There has been a lot of news since our last issue was published. George W. Bush was re-elected (probably -- since there are questions even about this election's validity). Congress deleted the US budget for new nuclear weapons. The Canadian government began a new review of its foreign policy -- a move that prompted our editors to survey the especially promising proposals of a number of peace and human rights organizations, which we have presented in this issue.

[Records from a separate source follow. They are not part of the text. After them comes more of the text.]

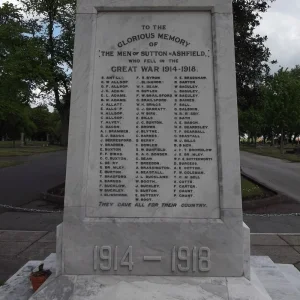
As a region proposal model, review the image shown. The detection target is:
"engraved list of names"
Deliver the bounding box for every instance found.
[86,12,219,218]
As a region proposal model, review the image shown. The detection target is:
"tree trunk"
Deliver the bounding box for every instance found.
[280,128,284,155]
[21,132,24,147]
[60,108,70,147]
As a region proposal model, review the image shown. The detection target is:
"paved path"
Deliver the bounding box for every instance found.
[241,152,300,201]
[0,151,67,213]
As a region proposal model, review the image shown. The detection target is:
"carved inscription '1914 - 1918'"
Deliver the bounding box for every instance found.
[86,12,219,218]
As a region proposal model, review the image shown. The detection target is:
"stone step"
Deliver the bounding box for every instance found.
[0,260,42,300]
[251,256,300,300]
[0,253,56,300]
[276,264,300,292]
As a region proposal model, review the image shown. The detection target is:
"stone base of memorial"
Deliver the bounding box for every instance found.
[0,226,300,300]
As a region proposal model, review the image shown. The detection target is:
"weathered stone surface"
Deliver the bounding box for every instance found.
[62,0,244,277]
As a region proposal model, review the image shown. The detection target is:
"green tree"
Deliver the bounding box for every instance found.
[30,105,51,141]
[20,0,76,146]
[0,3,47,103]
[0,101,36,145]
[233,0,276,111]
[264,68,300,154]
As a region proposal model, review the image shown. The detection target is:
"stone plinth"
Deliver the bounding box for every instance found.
[61,0,244,277]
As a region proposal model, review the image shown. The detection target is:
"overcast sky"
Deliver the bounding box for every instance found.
[257,0,300,71]
[0,0,300,71]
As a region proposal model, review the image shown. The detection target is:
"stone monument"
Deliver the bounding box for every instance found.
[28,0,284,299]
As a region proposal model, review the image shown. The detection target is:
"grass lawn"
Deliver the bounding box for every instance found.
[242,177,265,200]
[240,145,300,162]
[0,141,66,157]
[0,160,23,169]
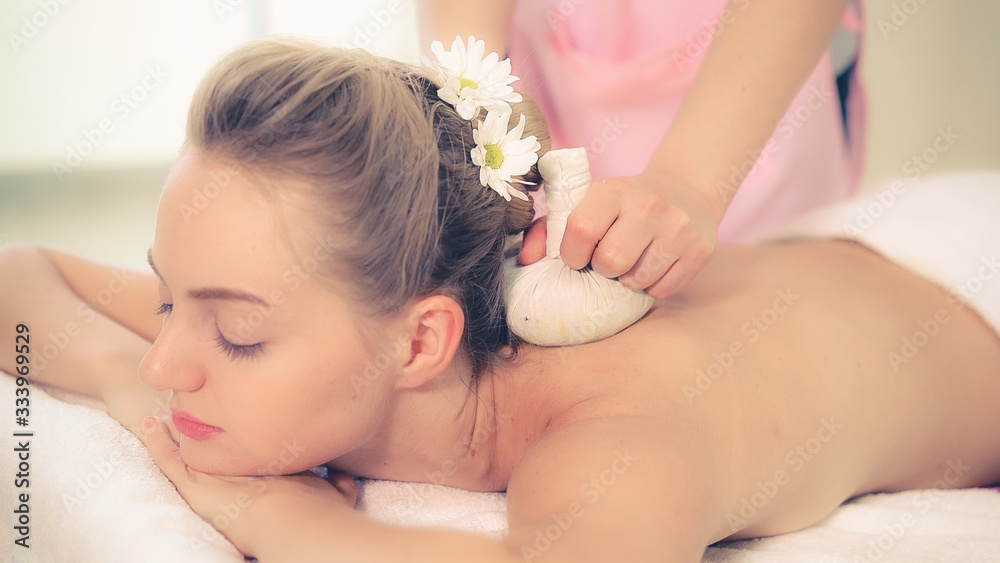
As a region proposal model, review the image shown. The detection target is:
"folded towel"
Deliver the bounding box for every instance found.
[774,171,1000,340]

Especially heartening is the nonviolent protest movement that has gone on in the streets of Ukraine in December.(See Newsworthy.) Every time a group pulls off a nonviolent defence of democracy (as the Eastern Europeans have been doing with increasing frequency), the skeptics lose credibility for willfully ignoring the possibility of solving such issues without bloodshed.
From eye-witness accounts, these protesters are motivated by extreme idealism. At the same time, there also are other less apparent considerations. For example, the departing dictator of Ukraine, Leonid Kuchma, had sent 1,600 troops to Iraq as part of Bush's "coalition," clearly with the encouragement of Russia's Putin. The opposition candidate, Yushchenko, had promised to pull those troops out if elected -- a pledge that annoyed Putin.

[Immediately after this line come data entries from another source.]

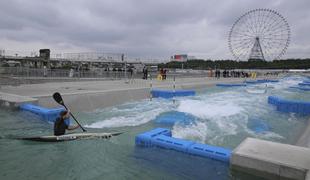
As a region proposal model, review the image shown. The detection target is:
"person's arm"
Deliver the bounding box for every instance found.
[67,124,80,131]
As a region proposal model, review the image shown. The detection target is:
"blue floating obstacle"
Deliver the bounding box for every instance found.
[302,80,310,83]
[268,96,310,115]
[151,89,196,99]
[247,118,270,134]
[216,83,246,87]
[245,79,279,84]
[155,111,196,125]
[135,128,231,163]
[152,135,195,153]
[298,83,310,86]
[289,86,310,91]
[188,143,231,162]
[19,103,70,125]
[136,128,172,147]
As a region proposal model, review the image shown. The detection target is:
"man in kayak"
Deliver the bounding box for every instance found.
[54,111,79,136]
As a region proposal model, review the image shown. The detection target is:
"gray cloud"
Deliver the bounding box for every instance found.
[0,0,310,59]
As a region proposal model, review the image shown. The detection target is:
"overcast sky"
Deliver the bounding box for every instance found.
[0,0,310,59]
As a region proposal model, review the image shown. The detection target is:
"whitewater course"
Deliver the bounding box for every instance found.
[0,75,310,180]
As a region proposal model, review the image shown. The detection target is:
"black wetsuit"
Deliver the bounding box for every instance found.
[54,118,68,136]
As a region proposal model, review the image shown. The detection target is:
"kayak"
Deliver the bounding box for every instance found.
[17,132,123,142]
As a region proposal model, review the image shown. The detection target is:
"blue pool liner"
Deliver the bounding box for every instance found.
[268,96,310,115]
[247,118,270,134]
[19,103,70,125]
[135,128,231,163]
[155,111,196,125]
[216,83,246,87]
[151,89,196,99]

Moreover, Yushchenko's positive orientation toward Europe was revealed in his support of an oil pipeline through Ukraine to Poland -- a line that had already been built, so as to reduce oil tanker traffic in the dangerously crowded Bosporus. The Russian government, not liking the independence that this financial deal afforded Ukraine, had insisted that the oil must flow in a reverse direction, toward Russia instead of toward Europe. This was promoted, not for practical economic reasons, but evidently to maintain Russia's influence over Ukraine. The long-term outcome remains to be seen, but the Kievans' method of protest is awe-inspiring -- one more validation of the work of Gene Sharp and Robert Helvey.
As Jesse Jackson commented, "In the Ukraine, citizens are in the streets protesting what they charge is a fixed election.... But in the United States, massive and systemic voter irregularities go unreported and unnoticed. Ohio is this election year's Florida. The vote in Ohio decided the presidential race, but it was marred by intolerable, and often partisan, irregularities and discrepancies. US citizens have as much reason as those in Kiev to be concerned that the fix was in....Democracy should not be for export only." Right you are, Reverend Jackson!